The last batch of N.C. Supreme Court opinions for 2017 confirms what court watchers have witnessed during the rest of the year: A change in the court’s partisan “control” has not translated into a clear split of justices along party lines.
The high court’s four registered Democrats lined up against its three Republicans a grand total of two times in 58 cases decided this year. Meanwhile, justices decided the results in 48 of 58 cases unanimously.
If partisan court fights are forthcoming, the results might have to wait until 2018.
Justices issued no 4-3 split rulings Friday — the last date for new court opinions during the calendar year. Instead, the court decided five of the year’s last seven cases with unanimity.
In another case, State v. Fletcher, dealing with sexual exploitation of a minor, justices reached unanimous agreement on a result that denied a new trial for the defendant. The court’s newest justice, Michael Morgan, disagreed with colleagues on the legal basis for the ruling. He concurred with the result of the case without endorsing the majority opinion from fellow Democrat Sam Ervin IV.
The only case Friday that produced a dissenting opinion, State v. Moore, involved a three-way split among the court’s Democrats. Justices ultimately ruled, 6-1, that a criminal on probation had received adequate notice of his probation revocation hearing. But, in addition to Democrat Cheri Beasley’s first written dissent of the year, fellow Democrats Ervin and Robin Hudson split from the majority coalition that united Morgan and the three Republicans. Hudson joined Ervin’s concurrence supporting the majority’s result but not all of its findings.
Beyond the specifics of Friday’s cases, year-end statistics offer some insight into shifting coalitions that help decide state courts’ toughest legal and constitutional disputes.
Looking at results alone, Chief Justice Mark Martin and fellow Republican Paul Newby agreed in 57 of 58 cases. Newby agreed with the other Republican justice, Barbara Jackson, 56 times. Martin and Jackson agreed in 55 cases.
(Those numbers, and the others below, require a caveat. In three cases this year, including the two mentioned specifically above, justices filed concurring opinions agreeing with the results of a case without accepting the majority opinion’s legal reasoning. If one treated those concurring opinions as dissents, the rate of agreement would drop slightly in 17 of 21 possible pairings of justices.)
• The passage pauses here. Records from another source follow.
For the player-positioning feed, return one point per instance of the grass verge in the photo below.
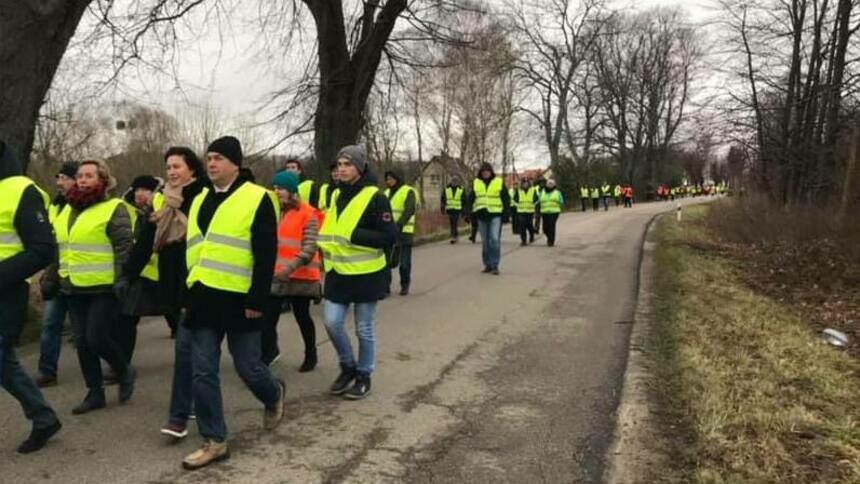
(746, 389)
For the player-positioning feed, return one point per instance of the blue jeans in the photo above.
(181, 398)
(15, 380)
(491, 233)
(365, 330)
(206, 383)
(52, 338)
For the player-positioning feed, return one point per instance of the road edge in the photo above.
(632, 452)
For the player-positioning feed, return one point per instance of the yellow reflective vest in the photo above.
(86, 251)
(526, 203)
(454, 198)
(341, 255)
(222, 259)
(550, 202)
(398, 205)
(12, 189)
(488, 197)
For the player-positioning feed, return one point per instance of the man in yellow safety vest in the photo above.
(404, 205)
(26, 246)
(231, 251)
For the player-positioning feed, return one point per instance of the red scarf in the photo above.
(82, 199)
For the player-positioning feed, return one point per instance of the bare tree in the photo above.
(797, 66)
(558, 36)
(644, 67)
(34, 36)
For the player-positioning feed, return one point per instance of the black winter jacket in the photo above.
(375, 229)
(224, 310)
(40, 247)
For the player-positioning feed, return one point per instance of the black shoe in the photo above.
(110, 378)
(94, 400)
(341, 385)
(38, 438)
(126, 385)
(360, 389)
(310, 362)
(45, 381)
(270, 360)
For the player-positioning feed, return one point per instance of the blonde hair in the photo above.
(103, 171)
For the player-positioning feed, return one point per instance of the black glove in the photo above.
(121, 288)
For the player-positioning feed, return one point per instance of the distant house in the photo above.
(533, 174)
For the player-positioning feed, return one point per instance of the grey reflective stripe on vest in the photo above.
(337, 238)
(289, 243)
(354, 258)
(87, 268)
(227, 240)
(197, 239)
(222, 267)
(98, 248)
(10, 239)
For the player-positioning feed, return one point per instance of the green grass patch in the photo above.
(747, 391)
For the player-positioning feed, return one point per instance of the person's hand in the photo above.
(121, 288)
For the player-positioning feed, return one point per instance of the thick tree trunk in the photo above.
(34, 36)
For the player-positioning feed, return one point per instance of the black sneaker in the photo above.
(360, 389)
(310, 362)
(94, 400)
(341, 385)
(38, 438)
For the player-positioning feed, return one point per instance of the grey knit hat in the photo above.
(355, 155)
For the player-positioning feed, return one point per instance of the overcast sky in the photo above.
(216, 69)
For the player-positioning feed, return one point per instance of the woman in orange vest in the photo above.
(297, 270)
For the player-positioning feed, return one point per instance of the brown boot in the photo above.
(211, 451)
(272, 416)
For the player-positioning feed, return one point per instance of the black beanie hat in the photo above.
(146, 182)
(229, 147)
(69, 168)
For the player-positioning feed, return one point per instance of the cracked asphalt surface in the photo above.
(480, 378)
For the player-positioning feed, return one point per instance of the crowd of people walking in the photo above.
(222, 257)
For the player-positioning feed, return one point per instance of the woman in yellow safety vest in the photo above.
(94, 237)
(489, 201)
(357, 231)
(551, 205)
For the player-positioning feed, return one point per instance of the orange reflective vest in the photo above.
(290, 232)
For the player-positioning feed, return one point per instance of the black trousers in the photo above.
(125, 334)
(95, 316)
(453, 220)
(526, 225)
(301, 307)
(549, 220)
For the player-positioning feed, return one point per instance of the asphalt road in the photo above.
(480, 378)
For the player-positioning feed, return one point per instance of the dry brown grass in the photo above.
(753, 393)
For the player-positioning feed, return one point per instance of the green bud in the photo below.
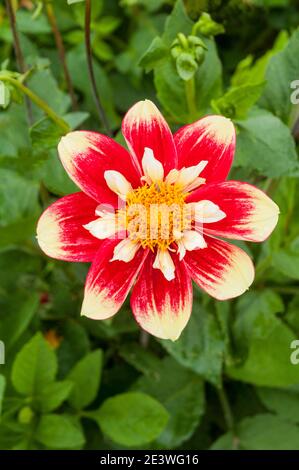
(186, 66)
(25, 415)
(207, 26)
(199, 55)
(196, 41)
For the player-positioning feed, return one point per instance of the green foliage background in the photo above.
(73, 383)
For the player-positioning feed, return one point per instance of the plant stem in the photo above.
(144, 339)
(190, 96)
(228, 415)
(18, 52)
(96, 96)
(61, 51)
(38, 101)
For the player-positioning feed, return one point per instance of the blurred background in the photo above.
(232, 380)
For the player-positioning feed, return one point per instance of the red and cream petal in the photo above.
(250, 214)
(223, 270)
(161, 307)
(144, 126)
(87, 155)
(60, 231)
(109, 282)
(212, 138)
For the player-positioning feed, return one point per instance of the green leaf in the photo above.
(248, 72)
(41, 82)
(5, 95)
(142, 359)
(268, 432)
(53, 395)
(131, 419)
(201, 345)
(282, 402)
(282, 70)
(266, 145)
(237, 101)
(18, 198)
(287, 262)
(59, 432)
(156, 52)
(55, 178)
(261, 432)
(45, 134)
(181, 391)
(263, 341)
(177, 22)
(86, 377)
(2, 390)
(105, 26)
(34, 367)
(18, 315)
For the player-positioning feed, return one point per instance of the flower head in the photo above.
(149, 219)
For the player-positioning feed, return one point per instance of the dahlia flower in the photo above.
(152, 219)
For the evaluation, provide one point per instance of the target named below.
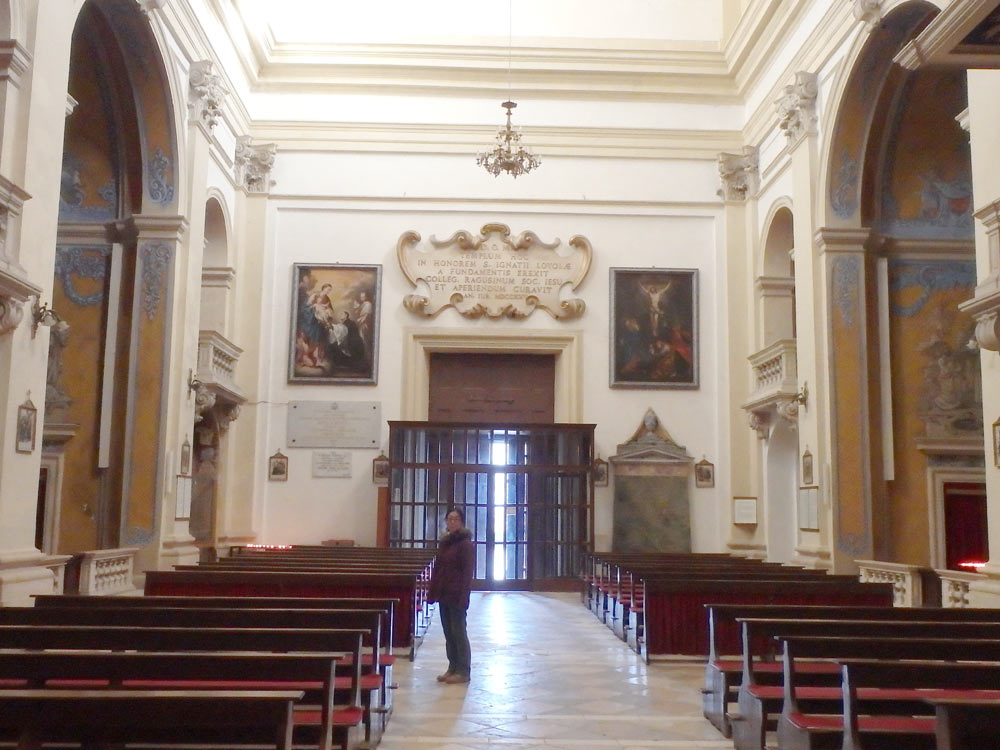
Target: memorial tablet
(332, 464)
(334, 424)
Among Democrats, Beasley and Hudson had the greatest rate of agreement: 55 of 58 cases. Ervin and Hudson agreed in 54 of 57 cases, while Hudson and Morgan agreed 53 of 56 times. Each of the other three Democrats agreed with Hudson more often than with anyone else.
Hudson also appeared most often in the majority: 56 times among the 58 cases. Jackson ranked second, with 55 appearances in the majority. Like Jackson, both Ervin and Morgan dissented three times. But Ervin did not participate in one case, so he joined the majority 54 times. Morgan sat out two cases, so he appeared in the majority 53 times. Martin’s four dissents left him with 54 appearances in the majority.
Beasley and Newby were the most frequent dissenters, with five apiece. Still, each appeared in the majority 53 times. That’s 91 percent.
The Democrat Beasley and the Republican Newby disagreed most often: 10 times. In fact, they appeared on opposite sides in every case this year that produced a split result. The number of dissents cited above tells us that those splits placed Beasley in the majority half the time and Newby the other half.
Yet it would be a mistake to view these two justices as representing opposite poles in legal or judicial philosophy. Newby joined four of Beasley’s five majority opinions. Beasley signed on to six of Newby’s seven majority opinions. Most of their disagreements involved opinions written by their other five colleagues.
From a partisan standpoint, the court’s most interesting pairing in 2017 involved Democrats Ervin and Morgan. While they agreed in 49 of 55 cases (89 percent), each agreed at least as often with Republicans as with each other. Jackson and Morgan agreed in 52 of 56 cases (93 percent). Ervin and Martin agreed 52 of 57 times (91 percent).
One could devour each statistic and still believe that justices will split along party lines when they end up deciding a case like Cooper v. Berger, which pits a Democratic governor against a Republican-led General Assembly.
That’s entirely possible. Recent comments from Gov. Roy Cooper suggest he might be hoping for such a result, especially after the 2016 election flipped the court’s 4-3 majority from Republicans to Democrats.
But data from 2017 suggest a court that features both a high degree of unanimity and a willingness to assemble majority coalitions that defy party labels.
If those characteristics carry forward into the new year, partisans might be surprised by the results.
Mitch Kokai is senior political analyst for the John Locke Foundation.